You can find this action in the PowerGREP5.pgl library as "Collect header/item pairs from .ini files".

  1. Select the files you want to search through in the File Selector.
  2. Start with a fresh action.
  3. Set the action type to "collect data".
  4. Select "search for sections" from the "file sectioning" list. Leave the section search type as "regular expression".
  5. In the Section Search box, enter the regular expression ^\s*\[(?'header'[^]\r\n]+)](?:\r\n\s*+[^[].*+)+ and make sure to leave "dot matches newlines" off. This regex matches a header with ^\s*\[(?'header'[^]\r\n]+)] and everything that follows it up to the next header with (?:\r\n\s*+[^[].*+)+. It contains one named capturing group 'header'.
  6. In the Search box in the main part of the action, enter the regular expression ^([^=;\r\n]+)=.*$ and make sure to leave "dot matches newlines" off. This regex matches a single name=value pair, and captures the name into the first backreference.
  7. In the Collect box, enter ${header}/\1 to collect the name of the header (named capturing group carried over from the file sectioning) and the name of the value (first backreference), delimited by a forward slash.
  8. Click the Preview button to see the results.

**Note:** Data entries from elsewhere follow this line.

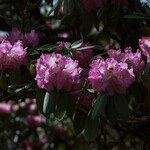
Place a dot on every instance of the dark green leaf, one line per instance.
(99, 106)
(49, 103)
(76, 44)
(3, 81)
(121, 106)
(40, 94)
(79, 121)
(91, 129)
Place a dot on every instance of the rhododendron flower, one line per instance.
(12, 56)
(110, 76)
(5, 108)
(83, 56)
(145, 47)
(62, 46)
(16, 35)
(55, 71)
(133, 60)
(116, 54)
(32, 38)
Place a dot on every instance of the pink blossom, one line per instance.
(62, 46)
(16, 35)
(110, 76)
(12, 56)
(5, 108)
(144, 44)
(116, 54)
(32, 38)
(55, 71)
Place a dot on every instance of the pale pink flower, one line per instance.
(16, 35)
(12, 56)
(144, 44)
(110, 76)
(32, 38)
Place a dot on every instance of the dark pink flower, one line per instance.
(110, 76)
(32, 38)
(144, 44)
(16, 35)
(55, 71)
(12, 56)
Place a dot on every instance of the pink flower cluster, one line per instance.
(55, 71)
(144, 44)
(28, 39)
(110, 76)
(12, 56)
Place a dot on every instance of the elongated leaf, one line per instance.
(79, 121)
(121, 106)
(49, 103)
(40, 94)
(91, 129)
(3, 81)
(110, 110)
(99, 106)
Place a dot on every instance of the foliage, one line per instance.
(87, 87)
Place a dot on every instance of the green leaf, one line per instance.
(91, 129)
(65, 103)
(145, 77)
(110, 110)
(121, 106)
(99, 106)
(49, 103)
(40, 94)
(79, 121)
(3, 81)
(60, 115)
(76, 44)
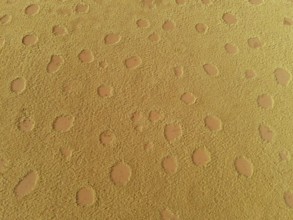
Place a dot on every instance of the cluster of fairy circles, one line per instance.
(121, 172)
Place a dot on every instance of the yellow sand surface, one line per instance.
(153, 109)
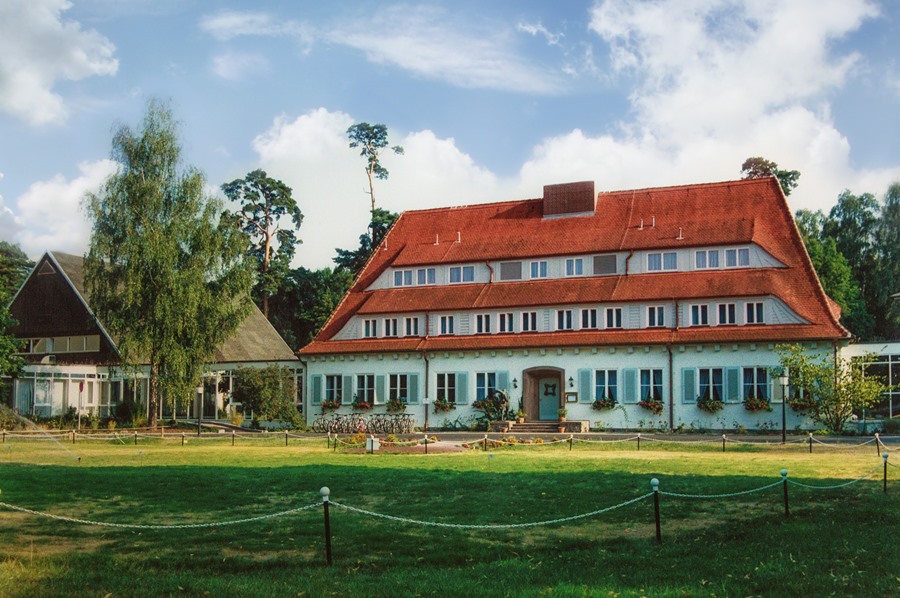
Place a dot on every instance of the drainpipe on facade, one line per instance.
(671, 391)
(427, 365)
(305, 386)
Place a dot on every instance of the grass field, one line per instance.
(836, 542)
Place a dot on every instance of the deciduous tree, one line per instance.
(372, 141)
(266, 392)
(166, 271)
(758, 168)
(838, 387)
(264, 203)
(353, 260)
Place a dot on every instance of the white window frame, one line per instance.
(728, 309)
(447, 326)
(426, 276)
(574, 266)
(464, 274)
(707, 259)
(614, 315)
(446, 387)
(700, 314)
(754, 313)
(564, 319)
(482, 323)
(396, 384)
(365, 388)
(529, 321)
(485, 384)
(390, 326)
(411, 326)
(538, 269)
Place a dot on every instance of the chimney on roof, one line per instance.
(569, 199)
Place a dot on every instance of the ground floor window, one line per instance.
(365, 388)
(446, 388)
(398, 388)
(605, 385)
(756, 383)
(651, 385)
(485, 384)
(711, 383)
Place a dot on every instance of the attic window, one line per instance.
(510, 270)
(604, 264)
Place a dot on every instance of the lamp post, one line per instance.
(783, 380)
(199, 406)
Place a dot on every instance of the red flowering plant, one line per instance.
(442, 405)
(754, 404)
(652, 405)
(361, 404)
(604, 404)
(330, 405)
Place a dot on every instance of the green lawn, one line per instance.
(841, 541)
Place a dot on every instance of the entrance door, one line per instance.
(548, 398)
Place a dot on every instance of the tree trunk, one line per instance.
(153, 398)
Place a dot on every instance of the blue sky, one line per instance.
(491, 100)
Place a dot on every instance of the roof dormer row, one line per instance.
(651, 315)
(574, 266)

When PowerGREP executes this action, the following happens for each file:

  1. The sectioning regex matches a section in the .ini file, e.g. [Header1]\r\nName1=Value1\r\nName2=Value2. The section's header Header1 is stored in the named group "header".
  2. The main action now searches through this section, and matches a name=value pair, e.g. Name1=Value1
  3. The main action substitutes backreferences in the text to be collected for this search match, e.g. Header1/Name1. The result is added to the results.
  4. The main action repeats steps 2 and 3 until all name=value pairs in the current section have been found.
  5. PowerGREP repeats steps 1 through 4 for all sections in the .ini file.

You can easily adapt the techniques shown in this example for your own purposes.

  1. Create a regular expression that matches all sections in the file you're interested in.
  2. Add named capturing groups to the regex for each part of the section (headers, footers, etc.) you want to collect for all items.
  3. Create a second regular expression that matches each item in those sections. This regular expression will only "see" one section at a time. You don't need to worry about this regex matching any part of the file outside the sections matched by the first regex.
  4. Add named or numbered capturing groups to the second regex for each part of the item you want to collect.
  5. Compose the text to be collected using backreferences to the groups you added in steps 2 and 4.